PROJECT TITLE :

Multi-Switches Fault Diagnosis Based on Small Low Frequency Data for Voltage-Source Inverters of PMSM Drives

ABSTRACT:

Using small low-frequency data for inverter failure diagnosis of permanent magnet synchronous machine drives requires additional hardware and has a negative impact on diagnostic accuracy. There is a lot of superfluous work and corresponding system memory wasted, which raises the hardware requirements and implementation difficulties as well as affects practicability. A unique multi-switches fault diagnosis algorithm is given to improve this problem, to make the design, debugging, and implementation of fault diagnostic more convenient and at cheap cost, and further to increase the practicability of the algorithm. Small low-frequency data can be obtained from the controller's feedback signals using a second low-frequency processing method, as shown in Figure 1. The most important information about switch states can be found in these low-frequency data points. These low-frequency data are also effectively adjusted by the single extremum normalisation approach, which is based on the symmetry properties of various state data. The asymmetry of an inverter's fault state can be well preserved using these processed data.
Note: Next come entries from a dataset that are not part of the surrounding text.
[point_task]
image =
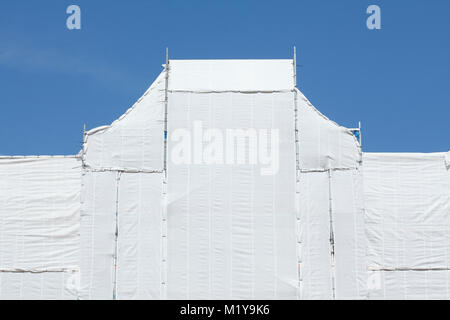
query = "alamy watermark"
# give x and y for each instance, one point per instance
(213, 146)
(73, 22)
(374, 20)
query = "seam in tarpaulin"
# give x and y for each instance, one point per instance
(36, 157)
(348, 131)
(231, 91)
(49, 270)
(116, 237)
(119, 169)
(408, 269)
(329, 169)
(163, 245)
(297, 199)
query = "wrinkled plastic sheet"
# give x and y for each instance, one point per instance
(331, 218)
(231, 230)
(323, 143)
(39, 227)
(407, 203)
(133, 142)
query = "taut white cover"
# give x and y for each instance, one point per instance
(231, 75)
(140, 235)
(231, 229)
(323, 143)
(407, 203)
(39, 227)
(98, 230)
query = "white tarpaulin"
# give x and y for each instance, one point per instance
(39, 227)
(134, 141)
(139, 236)
(259, 196)
(231, 75)
(407, 204)
(231, 224)
(98, 240)
(324, 144)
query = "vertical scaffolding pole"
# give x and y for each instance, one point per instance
(116, 236)
(166, 103)
(163, 275)
(295, 66)
(332, 252)
(297, 182)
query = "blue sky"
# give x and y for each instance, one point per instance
(395, 80)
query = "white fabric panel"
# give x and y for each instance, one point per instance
(409, 285)
(136, 140)
(315, 266)
(98, 229)
(349, 234)
(324, 144)
(231, 75)
(39, 286)
(231, 230)
(407, 200)
(139, 242)
(39, 226)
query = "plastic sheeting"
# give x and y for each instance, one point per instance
(314, 224)
(139, 236)
(349, 234)
(39, 225)
(324, 144)
(133, 142)
(332, 235)
(121, 235)
(231, 75)
(98, 230)
(407, 204)
(231, 229)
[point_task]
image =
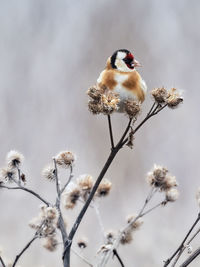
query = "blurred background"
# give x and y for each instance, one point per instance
(50, 53)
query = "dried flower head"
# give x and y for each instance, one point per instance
(52, 213)
(132, 108)
(65, 159)
(7, 175)
(110, 237)
(50, 243)
(85, 182)
(109, 102)
(49, 172)
(172, 195)
(14, 159)
(157, 176)
(198, 196)
(95, 93)
(71, 197)
(126, 237)
(82, 243)
(94, 107)
(134, 224)
(130, 140)
(174, 98)
(104, 188)
(160, 95)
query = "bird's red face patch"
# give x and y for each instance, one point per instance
(129, 60)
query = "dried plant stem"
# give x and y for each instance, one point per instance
(191, 258)
(118, 257)
(110, 131)
(81, 257)
(98, 215)
(113, 153)
(69, 179)
(184, 247)
(24, 249)
(167, 262)
(141, 214)
(27, 190)
(2, 262)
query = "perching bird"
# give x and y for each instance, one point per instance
(121, 77)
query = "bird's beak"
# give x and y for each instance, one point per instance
(137, 63)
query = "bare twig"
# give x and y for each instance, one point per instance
(69, 179)
(110, 131)
(191, 258)
(2, 262)
(118, 257)
(113, 153)
(81, 257)
(27, 190)
(167, 262)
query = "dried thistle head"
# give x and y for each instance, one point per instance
(72, 196)
(126, 237)
(172, 195)
(110, 237)
(14, 159)
(49, 172)
(65, 159)
(198, 196)
(132, 108)
(174, 98)
(109, 102)
(159, 95)
(85, 182)
(104, 188)
(7, 175)
(82, 243)
(94, 107)
(157, 176)
(95, 92)
(50, 243)
(134, 224)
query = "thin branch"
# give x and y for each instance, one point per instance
(27, 190)
(167, 262)
(69, 179)
(113, 153)
(81, 257)
(191, 258)
(2, 262)
(110, 131)
(184, 247)
(24, 249)
(118, 257)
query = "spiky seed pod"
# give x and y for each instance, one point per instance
(72, 197)
(159, 95)
(94, 107)
(109, 102)
(134, 225)
(65, 159)
(132, 108)
(14, 159)
(104, 188)
(174, 98)
(172, 195)
(49, 172)
(82, 243)
(126, 237)
(50, 243)
(7, 175)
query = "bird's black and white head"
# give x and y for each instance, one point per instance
(123, 60)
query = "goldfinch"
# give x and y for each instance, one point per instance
(121, 77)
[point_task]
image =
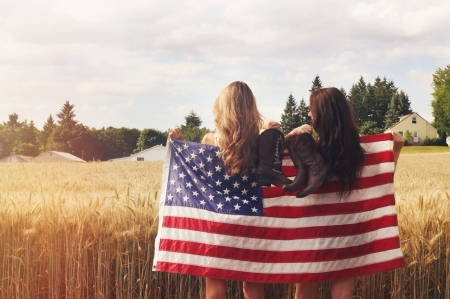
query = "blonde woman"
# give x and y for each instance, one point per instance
(238, 124)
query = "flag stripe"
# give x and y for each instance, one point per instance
(281, 245)
(295, 276)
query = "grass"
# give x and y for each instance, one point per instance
(87, 230)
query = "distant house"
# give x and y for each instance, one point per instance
(155, 153)
(54, 156)
(417, 125)
(15, 158)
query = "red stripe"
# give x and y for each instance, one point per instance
(266, 256)
(277, 233)
(328, 187)
(280, 278)
(330, 209)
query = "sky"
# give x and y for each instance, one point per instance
(148, 64)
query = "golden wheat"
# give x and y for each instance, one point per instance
(72, 230)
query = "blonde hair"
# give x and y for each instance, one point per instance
(237, 121)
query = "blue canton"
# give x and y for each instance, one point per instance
(197, 178)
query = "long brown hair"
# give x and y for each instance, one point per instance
(237, 121)
(338, 136)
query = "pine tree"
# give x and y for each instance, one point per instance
(290, 118)
(393, 112)
(303, 112)
(317, 84)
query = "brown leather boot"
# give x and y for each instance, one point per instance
(318, 170)
(271, 145)
(301, 177)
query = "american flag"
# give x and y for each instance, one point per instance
(216, 225)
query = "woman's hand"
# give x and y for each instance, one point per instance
(299, 130)
(175, 133)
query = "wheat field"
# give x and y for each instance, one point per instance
(86, 230)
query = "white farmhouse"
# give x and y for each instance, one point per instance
(155, 153)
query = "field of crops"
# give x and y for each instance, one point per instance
(87, 231)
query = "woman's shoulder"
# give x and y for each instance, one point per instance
(209, 138)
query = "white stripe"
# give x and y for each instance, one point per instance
(329, 198)
(278, 245)
(280, 268)
(275, 222)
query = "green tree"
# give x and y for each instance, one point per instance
(394, 111)
(46, 135)
(303, 111)
(357, 97)
(316, 84)
(149, 138)
(191, 129)
(290, 118)
(441, 102)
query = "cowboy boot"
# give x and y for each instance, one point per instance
(271, 145)
(301, 177)
(318, 169)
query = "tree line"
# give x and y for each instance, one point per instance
(64, 133)
(376, 106)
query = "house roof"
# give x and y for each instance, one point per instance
(403, 117)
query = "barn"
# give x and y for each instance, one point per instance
(155, 153)
(54, 156)
(16, 159)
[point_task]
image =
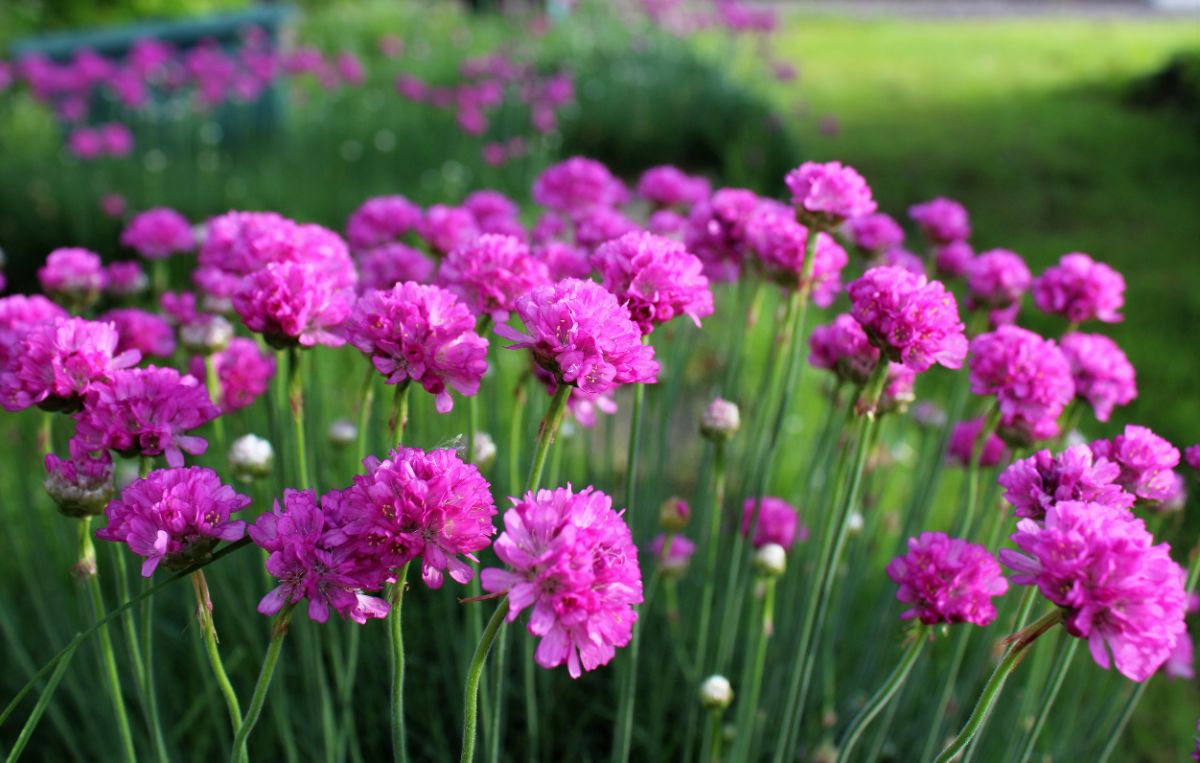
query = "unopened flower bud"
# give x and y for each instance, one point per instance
(771, 560)
(251, 457)
(720, 420)
(342, 432)
(715, 692)
(673, 514)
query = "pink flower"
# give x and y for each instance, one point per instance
(174, 516)
(1103, 374)
(911, 319)
(311, 560)
(573, 562)
(779, 522)
(1121, 593)
(159, 233)
(963, 443)
(843, 347)
(1146, 460)
(947, 580)
(875, 233)
(58, 361)
(657, 278)
(72, 276)
(149, 334)
(581, 334)
(382, 220)
(244, 373)
(829, 192)
(1030, 378)
(942, 220)
(491, 272)
(145, 412)
(292, 302)
(576, 185)
(1079, 289)
(424, 334)
(997, 278)
(418, 504)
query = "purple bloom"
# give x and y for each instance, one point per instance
(1079, 289)
(1121, 592)
(942, 220)
(657, 278)
(573, 563)
(911, 319)
(1103, 374)
(145, 412)
(581, 334)
(159, 233)
(424, 334)
(174, 516)
(947, 580)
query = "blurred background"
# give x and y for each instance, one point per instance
(1062, 127)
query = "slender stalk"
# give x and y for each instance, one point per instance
(883, 695)
(996, 683)
(474, 672)
(396, 634)
(279, 632)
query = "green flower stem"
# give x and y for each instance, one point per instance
(983, 707)
(396, 634)
(209, 632)
(87, 568)
(833, 544)
(883, 695)
(471, 695)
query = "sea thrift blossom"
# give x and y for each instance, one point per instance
(843, 347)
(417, 504)
(1120, 592)
(829, 193)
(911, 319)
(159, 233)
(244, 373)
(1030, 378)
(1146, 461)
(1032, 485)
(310, 559)
(55, 364)
(174, 517)
(1103, 374)
(941, 220)
(293, 304)
(947, 580)
(421, 334)
(491, 272)
(72, 276)
(1079, 289)
(573, 562)
(779, 522)
(147, 412)
(581, 334)
(963, 445)
(997, 278)
(657, 278)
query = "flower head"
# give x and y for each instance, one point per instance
(145, 412)
(657, 278)
(1079, 289)
(911, 319)
(573, 562)
(1120, 592)
(424, 334)
(947, 580)
(174, 516)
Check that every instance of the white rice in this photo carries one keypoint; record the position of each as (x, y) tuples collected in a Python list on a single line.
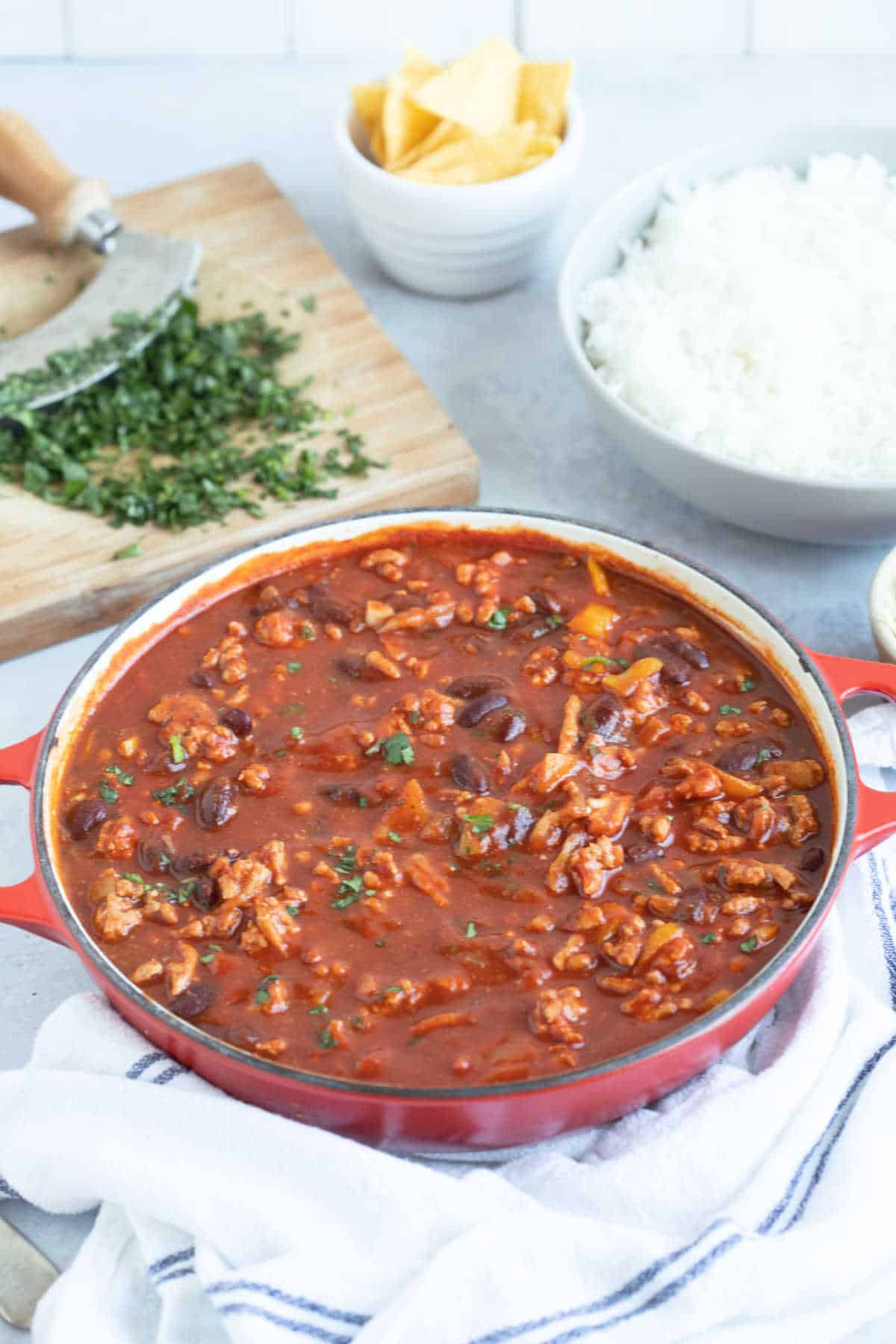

For the third step, the primary fault components and features are recovered from the processed low-frequency data's distortion and envelope change. It is then utilised in conjunction with the retrieved features to create an intelligent categorization system. The design of the structure of the hidden layer network is simplified, and the network training time is extremely quick, unlike the standard neural network. Since this network is so easy to troubleshoot, it is a great benefit. The suggested fault diagnosis algorithm is more straightforward and less expensive to implement for multi-switch fault diagnosis than the existing algorithms, and the usefulness of the fault diagnosis algorithm is demonstrated by an experiment.